Posts Tagged ‘Confessions’

Mar
06

2010

Blair MacKenzie Blake on Collecting Crowley

BY: Mark

I recently acquired a copy of Blair MacKenzie Blake’s The Wickedest Books in the World (Confesssions of an Aleister Crowley Bibliophile), and while I don’t suffer from the same desire to aquire first editions like Blake does, I found the book to an engaging and entertaining read. Especially the section near the end where he described his vision of turning Boleskine House into “Crowleyland.”

(Blake, as he notes more than once in the book, is still under the influence of his desire, needing on a copy of The Book of Thoth, one of 200 copies produced in 1944, right at the height of British wartime restrictions on making such extravagances. It’s printed on Arnold unbleached handmade paper (from the Chiswick Press), bound in half-russet morocco leather, raised bands and gold-blocking on the spine, Egyptian-themed boards, and illustrated throughout with both colored and black and white images of the tarot deck as designed by Crowley and painted by Lady Frieda Harris. In case you have a copy lying around, and are wondering what to do with it.)

The Wickedest Books in the World is an oversized volume filled with gorgeous pictures of the first editions (photographed by Duncan Blake), and Blake’s fervent enthusiasm for his bibliophilic condition becomes infectious. By the end of his confessions, I was looking dismissively at the two shelves of Crowley books I have. All reprints. Nothing remotely close to a first edition up there. I was such a dilletante.

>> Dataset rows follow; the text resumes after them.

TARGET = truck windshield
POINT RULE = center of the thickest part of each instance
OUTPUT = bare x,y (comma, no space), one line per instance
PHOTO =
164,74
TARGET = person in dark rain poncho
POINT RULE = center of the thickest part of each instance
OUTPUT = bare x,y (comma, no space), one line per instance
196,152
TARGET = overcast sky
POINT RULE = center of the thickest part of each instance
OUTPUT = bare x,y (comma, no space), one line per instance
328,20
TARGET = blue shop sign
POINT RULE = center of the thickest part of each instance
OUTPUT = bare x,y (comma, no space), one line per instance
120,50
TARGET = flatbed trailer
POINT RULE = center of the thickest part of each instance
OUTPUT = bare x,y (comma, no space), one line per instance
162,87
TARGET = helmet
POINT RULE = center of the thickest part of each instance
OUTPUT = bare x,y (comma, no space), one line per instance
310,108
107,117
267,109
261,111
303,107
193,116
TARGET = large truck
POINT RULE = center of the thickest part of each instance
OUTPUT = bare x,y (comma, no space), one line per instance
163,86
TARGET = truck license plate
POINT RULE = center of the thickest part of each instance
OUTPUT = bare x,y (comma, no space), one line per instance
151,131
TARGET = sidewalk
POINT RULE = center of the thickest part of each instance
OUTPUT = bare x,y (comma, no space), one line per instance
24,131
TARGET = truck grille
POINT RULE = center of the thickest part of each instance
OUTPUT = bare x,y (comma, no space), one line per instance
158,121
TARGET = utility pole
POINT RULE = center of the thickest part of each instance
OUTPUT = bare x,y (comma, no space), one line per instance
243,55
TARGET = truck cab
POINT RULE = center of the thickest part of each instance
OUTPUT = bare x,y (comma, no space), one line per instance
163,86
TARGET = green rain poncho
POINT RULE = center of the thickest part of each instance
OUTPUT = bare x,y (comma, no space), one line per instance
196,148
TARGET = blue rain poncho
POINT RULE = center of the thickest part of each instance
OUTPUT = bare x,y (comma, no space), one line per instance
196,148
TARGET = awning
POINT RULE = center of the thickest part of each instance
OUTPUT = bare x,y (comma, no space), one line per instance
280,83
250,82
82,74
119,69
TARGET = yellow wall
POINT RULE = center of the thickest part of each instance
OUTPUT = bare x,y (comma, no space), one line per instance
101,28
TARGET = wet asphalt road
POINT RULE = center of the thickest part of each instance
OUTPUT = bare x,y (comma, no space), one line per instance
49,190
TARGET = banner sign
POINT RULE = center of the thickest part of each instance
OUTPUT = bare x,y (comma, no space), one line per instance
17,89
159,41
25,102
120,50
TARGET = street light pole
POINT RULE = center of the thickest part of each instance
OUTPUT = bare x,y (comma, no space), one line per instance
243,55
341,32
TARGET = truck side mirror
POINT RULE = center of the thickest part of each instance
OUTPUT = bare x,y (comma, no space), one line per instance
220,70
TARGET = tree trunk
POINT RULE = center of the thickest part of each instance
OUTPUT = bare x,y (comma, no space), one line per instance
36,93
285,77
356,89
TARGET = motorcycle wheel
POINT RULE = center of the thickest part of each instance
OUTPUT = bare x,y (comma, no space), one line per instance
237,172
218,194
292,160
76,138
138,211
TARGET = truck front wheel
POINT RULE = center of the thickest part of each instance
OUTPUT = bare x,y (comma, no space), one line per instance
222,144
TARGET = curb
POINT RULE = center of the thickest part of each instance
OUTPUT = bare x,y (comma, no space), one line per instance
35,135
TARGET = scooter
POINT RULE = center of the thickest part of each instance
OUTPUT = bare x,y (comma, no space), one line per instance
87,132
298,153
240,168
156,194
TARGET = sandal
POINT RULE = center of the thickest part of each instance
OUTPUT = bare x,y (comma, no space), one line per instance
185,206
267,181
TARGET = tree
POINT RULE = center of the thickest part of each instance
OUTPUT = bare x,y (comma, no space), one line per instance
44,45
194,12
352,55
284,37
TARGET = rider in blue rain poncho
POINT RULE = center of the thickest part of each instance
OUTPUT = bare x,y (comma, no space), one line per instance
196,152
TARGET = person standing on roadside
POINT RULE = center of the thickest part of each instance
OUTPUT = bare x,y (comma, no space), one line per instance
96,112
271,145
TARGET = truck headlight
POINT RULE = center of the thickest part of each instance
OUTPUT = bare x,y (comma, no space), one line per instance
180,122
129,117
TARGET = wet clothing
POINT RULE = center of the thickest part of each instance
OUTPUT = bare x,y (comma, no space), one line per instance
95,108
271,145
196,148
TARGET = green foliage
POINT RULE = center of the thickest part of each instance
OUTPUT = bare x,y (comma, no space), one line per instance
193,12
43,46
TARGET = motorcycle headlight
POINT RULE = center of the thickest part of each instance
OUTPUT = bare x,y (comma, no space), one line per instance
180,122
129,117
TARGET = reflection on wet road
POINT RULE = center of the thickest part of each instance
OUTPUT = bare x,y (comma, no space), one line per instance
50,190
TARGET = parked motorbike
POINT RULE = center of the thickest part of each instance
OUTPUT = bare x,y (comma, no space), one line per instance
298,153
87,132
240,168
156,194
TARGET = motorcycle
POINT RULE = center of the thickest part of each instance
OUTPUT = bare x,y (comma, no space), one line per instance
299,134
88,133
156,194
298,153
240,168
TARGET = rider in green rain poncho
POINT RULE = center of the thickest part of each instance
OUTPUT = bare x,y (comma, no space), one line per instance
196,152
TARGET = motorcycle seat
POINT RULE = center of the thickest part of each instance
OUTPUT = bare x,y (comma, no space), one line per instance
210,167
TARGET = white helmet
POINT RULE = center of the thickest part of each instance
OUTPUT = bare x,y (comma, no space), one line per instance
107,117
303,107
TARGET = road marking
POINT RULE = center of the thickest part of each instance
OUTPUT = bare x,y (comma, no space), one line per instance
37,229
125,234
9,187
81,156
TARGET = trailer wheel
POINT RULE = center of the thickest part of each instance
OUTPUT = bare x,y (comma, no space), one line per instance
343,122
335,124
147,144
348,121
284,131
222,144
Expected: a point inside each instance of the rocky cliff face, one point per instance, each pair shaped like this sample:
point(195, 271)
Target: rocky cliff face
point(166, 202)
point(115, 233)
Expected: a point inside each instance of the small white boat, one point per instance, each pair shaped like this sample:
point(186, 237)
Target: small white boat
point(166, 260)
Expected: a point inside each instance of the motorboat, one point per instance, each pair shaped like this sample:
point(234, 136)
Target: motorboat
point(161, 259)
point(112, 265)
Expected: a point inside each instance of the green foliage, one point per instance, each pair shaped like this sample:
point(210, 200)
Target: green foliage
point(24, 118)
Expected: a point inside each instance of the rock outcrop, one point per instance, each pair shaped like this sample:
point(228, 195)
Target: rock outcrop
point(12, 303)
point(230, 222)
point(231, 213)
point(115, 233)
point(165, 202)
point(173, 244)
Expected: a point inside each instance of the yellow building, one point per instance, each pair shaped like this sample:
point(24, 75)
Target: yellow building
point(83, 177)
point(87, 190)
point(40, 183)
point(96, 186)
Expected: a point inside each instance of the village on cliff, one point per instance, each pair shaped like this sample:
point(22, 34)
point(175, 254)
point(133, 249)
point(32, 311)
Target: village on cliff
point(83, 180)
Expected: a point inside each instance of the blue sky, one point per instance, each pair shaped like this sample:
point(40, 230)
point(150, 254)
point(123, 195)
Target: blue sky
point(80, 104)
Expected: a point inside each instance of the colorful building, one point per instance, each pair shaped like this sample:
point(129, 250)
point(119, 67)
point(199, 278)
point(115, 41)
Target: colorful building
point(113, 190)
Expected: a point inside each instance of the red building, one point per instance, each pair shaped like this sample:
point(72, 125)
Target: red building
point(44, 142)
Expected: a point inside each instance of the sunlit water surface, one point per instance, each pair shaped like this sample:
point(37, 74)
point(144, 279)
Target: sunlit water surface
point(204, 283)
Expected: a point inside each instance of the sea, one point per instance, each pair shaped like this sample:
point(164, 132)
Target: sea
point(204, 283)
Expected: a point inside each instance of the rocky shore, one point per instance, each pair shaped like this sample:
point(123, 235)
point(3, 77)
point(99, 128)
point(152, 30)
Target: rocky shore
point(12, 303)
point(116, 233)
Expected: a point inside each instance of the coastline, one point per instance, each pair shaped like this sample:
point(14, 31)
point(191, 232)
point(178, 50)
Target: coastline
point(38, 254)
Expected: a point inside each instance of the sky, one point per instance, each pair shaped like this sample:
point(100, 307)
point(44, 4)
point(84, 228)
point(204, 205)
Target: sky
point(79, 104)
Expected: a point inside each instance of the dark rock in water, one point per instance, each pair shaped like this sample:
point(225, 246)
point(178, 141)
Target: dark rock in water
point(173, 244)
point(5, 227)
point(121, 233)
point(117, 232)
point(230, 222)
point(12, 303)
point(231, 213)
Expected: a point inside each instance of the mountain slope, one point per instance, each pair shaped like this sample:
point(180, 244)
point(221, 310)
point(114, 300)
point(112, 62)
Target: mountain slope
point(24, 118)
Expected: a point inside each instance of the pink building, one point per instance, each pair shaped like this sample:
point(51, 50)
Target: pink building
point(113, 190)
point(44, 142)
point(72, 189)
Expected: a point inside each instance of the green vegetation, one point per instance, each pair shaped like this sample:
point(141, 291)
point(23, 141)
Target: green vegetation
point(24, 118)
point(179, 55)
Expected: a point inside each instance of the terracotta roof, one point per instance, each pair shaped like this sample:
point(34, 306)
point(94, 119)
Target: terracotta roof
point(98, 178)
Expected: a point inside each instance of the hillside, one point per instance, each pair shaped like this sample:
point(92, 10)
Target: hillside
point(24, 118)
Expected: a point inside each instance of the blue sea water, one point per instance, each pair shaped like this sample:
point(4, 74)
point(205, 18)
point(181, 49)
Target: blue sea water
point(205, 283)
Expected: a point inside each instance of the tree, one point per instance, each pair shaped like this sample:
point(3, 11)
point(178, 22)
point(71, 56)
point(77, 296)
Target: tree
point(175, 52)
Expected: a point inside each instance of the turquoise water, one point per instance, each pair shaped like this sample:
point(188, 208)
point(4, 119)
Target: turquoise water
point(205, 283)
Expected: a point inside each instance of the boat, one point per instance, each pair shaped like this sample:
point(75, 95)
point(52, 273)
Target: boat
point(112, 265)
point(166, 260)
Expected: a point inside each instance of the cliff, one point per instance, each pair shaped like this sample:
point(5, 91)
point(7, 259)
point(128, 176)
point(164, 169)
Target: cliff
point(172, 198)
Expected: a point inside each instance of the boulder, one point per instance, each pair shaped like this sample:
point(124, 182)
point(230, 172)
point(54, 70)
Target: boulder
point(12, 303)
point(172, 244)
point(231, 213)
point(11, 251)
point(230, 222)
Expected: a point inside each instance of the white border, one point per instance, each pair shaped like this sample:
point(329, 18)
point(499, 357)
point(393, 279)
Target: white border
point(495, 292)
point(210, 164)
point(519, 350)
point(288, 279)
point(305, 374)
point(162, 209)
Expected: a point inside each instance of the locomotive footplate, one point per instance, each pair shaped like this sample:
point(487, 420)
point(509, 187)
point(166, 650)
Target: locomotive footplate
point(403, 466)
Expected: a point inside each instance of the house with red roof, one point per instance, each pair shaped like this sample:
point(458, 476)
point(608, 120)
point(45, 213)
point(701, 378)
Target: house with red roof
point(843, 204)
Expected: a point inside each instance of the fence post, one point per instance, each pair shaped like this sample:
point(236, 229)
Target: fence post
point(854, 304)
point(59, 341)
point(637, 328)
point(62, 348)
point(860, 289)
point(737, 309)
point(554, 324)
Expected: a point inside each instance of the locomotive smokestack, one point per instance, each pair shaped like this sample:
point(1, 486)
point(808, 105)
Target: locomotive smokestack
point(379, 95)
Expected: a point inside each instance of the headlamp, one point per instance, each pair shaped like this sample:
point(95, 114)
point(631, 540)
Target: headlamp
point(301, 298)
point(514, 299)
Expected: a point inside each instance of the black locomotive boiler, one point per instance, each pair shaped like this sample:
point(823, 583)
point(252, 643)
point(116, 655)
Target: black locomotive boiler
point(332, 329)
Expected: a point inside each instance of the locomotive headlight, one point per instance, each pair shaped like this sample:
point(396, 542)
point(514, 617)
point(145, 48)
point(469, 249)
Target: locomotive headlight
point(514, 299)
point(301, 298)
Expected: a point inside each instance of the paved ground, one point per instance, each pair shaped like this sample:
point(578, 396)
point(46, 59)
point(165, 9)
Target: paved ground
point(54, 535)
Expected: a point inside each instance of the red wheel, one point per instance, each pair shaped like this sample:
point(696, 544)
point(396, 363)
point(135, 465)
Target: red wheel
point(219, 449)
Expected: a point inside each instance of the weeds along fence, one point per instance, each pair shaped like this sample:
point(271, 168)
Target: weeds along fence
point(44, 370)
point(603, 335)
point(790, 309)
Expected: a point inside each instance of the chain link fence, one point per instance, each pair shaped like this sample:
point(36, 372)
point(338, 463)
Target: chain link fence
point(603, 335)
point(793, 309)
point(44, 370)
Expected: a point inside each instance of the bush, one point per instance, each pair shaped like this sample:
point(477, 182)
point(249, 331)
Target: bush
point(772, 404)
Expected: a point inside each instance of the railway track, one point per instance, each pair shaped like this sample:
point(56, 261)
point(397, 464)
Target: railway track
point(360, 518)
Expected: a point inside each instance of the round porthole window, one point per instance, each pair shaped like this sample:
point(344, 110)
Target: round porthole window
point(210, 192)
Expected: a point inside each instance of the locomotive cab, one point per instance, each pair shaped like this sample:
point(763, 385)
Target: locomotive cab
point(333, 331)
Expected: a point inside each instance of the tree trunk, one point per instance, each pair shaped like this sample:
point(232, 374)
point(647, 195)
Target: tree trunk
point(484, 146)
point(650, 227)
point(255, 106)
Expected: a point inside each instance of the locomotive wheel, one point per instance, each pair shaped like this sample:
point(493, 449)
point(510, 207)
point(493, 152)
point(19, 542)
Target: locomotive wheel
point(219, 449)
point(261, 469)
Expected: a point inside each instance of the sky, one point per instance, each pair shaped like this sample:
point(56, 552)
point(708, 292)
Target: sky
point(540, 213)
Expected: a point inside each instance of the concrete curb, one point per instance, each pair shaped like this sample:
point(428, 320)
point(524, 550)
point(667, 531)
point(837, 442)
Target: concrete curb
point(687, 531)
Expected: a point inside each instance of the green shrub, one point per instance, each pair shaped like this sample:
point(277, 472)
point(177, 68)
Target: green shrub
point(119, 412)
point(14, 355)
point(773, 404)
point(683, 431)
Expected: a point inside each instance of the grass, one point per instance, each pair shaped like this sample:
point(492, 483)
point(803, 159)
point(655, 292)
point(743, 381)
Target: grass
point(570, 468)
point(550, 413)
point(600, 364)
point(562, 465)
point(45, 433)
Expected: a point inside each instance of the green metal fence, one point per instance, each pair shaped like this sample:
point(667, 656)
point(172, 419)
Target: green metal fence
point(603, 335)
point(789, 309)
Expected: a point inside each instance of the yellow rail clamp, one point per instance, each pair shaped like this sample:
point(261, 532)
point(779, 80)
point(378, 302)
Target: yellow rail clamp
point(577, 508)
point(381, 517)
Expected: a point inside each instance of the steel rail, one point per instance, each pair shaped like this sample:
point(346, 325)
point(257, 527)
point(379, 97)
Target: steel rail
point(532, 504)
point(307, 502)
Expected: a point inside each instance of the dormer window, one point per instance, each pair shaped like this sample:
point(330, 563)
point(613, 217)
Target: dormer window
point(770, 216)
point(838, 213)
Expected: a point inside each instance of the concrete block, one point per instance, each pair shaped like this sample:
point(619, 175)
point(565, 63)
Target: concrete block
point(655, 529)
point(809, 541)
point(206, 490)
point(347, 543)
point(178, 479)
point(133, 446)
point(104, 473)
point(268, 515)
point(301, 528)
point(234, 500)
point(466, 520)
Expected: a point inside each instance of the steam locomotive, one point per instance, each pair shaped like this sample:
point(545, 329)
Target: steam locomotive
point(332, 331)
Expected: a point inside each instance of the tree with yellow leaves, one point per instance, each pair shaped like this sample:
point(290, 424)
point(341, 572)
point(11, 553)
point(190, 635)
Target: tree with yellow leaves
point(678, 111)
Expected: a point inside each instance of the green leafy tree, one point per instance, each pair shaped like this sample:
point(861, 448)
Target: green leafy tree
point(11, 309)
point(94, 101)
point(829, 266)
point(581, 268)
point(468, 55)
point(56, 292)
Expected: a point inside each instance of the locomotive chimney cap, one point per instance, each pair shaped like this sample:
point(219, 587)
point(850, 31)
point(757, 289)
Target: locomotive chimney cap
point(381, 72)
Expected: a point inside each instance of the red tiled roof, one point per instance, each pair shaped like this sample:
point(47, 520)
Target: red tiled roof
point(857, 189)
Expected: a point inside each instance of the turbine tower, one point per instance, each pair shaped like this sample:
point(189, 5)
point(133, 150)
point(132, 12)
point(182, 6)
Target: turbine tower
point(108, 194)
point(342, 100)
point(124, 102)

Blake clearly recognizes the allure that collecting something that is quantifiable rare, and he doesn’t dwell overmuch on the psychology of the collector. Though he does touch on the myth that Crowley firsts—because of the exacting publication specifications on some of them—still bear an imprint of the Great Beast himself on them, making them more like talismans than bunch of pages stuck together with glue and possibly more unsavory things. Blake’s focus is more on the linguistic fever and mania that comes over those who obsess over Crowley’s output. It becomes so easy to slip into a world populated by esoteric symbols.

Although the proprieter didn’t wear a Phrygian cap, Sanka, and a tourmaline ring seemed promising. Let’s have a look at those worm-eaten grimoires and dusty alchemical tracts—their moldering pages copiously illustrated with a mythic zoology, abtruse glyphs, and occult heraldry. Where were the peacock tails, emblematic paintings of the mystic marriage/conjunctio, and resplendent phoenixes? Further exploration of the place revealed no alchemical menagerie. Not even a tiny back room containing the revolving wheel of the zodiac, celestial-astral liquid in copper vessles, flaming athanors, curcurbites, or the prism of sorcerer’s bottles filled with the frozen flow of silver. Our pockets were filled with francs and bezants, and we damn near had the effluvium of Babalon tucked in our wallets. If nothing else, that ought to put us in a priveleged position in the multiverse.
    —(Blake, reminiscing about Parisian bookstores, p. 42)

I wish my local bookstores were more like this.